1. The herbivorous flea beetles (Chrysomelidae: Alticini) have evolved a masquerading strategy by hiding among their own feeding damage. Similarities between beetle bodies and their feeding damage may act as a defence that reduces detection by visual predators.2. We analyse the evolutionary origin of flea beetles' camouflage using the French fauna (284 species) as a case study. We assess two competing hypotheses: (H1) the type of leaf tissue is the primary determinant of the colour and size of beetle species feeding on them, because each type of leaf tissue may have a tendency to result in a particular type of damage or, (H2) the morphological characteristics of the beetle explain the damage pattern, because beetle species evolve strategies to produce feeding damage that matches its own characteristics.3. We assessed bipartite networks of feeding interactions (beetle species and host plants).

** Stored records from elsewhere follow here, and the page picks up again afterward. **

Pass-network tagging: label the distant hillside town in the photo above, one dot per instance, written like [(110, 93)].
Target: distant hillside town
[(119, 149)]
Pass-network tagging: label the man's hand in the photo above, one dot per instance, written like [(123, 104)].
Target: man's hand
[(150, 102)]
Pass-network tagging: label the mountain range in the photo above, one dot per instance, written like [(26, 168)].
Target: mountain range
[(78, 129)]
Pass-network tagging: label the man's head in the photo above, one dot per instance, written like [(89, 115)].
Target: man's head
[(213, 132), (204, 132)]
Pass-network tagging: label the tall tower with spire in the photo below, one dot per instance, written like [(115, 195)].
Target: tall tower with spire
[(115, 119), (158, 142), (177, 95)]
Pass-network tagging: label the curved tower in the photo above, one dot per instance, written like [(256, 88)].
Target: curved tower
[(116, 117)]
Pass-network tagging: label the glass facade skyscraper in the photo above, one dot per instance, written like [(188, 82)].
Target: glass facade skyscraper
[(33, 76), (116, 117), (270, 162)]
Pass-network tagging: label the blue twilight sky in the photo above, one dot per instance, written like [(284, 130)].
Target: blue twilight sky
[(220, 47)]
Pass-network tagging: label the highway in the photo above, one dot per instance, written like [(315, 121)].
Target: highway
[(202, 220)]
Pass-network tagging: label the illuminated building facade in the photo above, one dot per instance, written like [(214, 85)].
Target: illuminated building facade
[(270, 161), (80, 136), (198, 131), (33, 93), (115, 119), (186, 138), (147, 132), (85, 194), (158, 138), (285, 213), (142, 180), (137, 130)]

Beetle‐host interactions were non‐randomly distributed and highly modular, with more than 25% of the network modules showing beetle colour and size distributions significantly different from null expectations.4. Our results suggest that the evolutionary origin of flea beetles masquerading can be partially explained by both hypotheses. Some host plants seem to restrict feeding damage appearance on their leaves, favouring the survival of specific beetles with matching colour and size (H1). However, in most plant taxa, it is suggested, the existence of beetle‐associated constraints exert a selective pressure for the beetle to damage leaves in a particular way, similar to its own colour and size (H2).